PMI can be removed when your current outstanding loan to value ratio is lower than 80%. Every bank has minor variations on how to remove PMI but most require contact by you to initiate the procedure. Loan to value ratio is not static. It changes as you own your home. There are two ways that the loan to value ratio changes over the lifetime of your loan. The first way the loan to value ratio changes is when the outstanding balance on your loan diminishes as you pay the loan. It usually takes about 5 years of home ownership to diminish the outstanding balance by 10%. The second way the ratio changes is when your property increases or decreases in value. The loan to value ratio is obtained by dividing the current outstanding balance of the loan by the current value of the property.

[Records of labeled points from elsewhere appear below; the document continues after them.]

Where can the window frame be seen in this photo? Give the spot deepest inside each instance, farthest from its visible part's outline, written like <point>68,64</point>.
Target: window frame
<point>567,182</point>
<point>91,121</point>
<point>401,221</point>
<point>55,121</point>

What does this mean to me?

If you have purchased a home one or more years ago, you might qualify to lower your payments by eliminating PMI. The Greater Houston residential market has seen prices of homes rise in the past year. The Houston Chronicle states that the median home price for Houston has risen 10% in the past year alone. If you have refinanced or have a mortgage payment, check your PMI. You may be paying for what you don’t need.

How do I proceed?

Check you mortgage statement. If you are paying PMI it will be stated there. If you are paying PMI, roughly calculate the loan to value ratio. On your monthly mortgage statement your current outstanding balance will be stated. Divide your current outstanding balance by the estimated current value of your home. To obtain a free, rough estimate of your value call the O’Connor & Associates Residential Appraisal Department.

Once you have established that your loan to value ratio is below 80%, then call your mortgage company and ask them how to proceed with having your PMI removed from your mortgage. Follow their instructions. Usually they will require a full appraisal of your home.

Your independent appraiser is looking out for your best interest.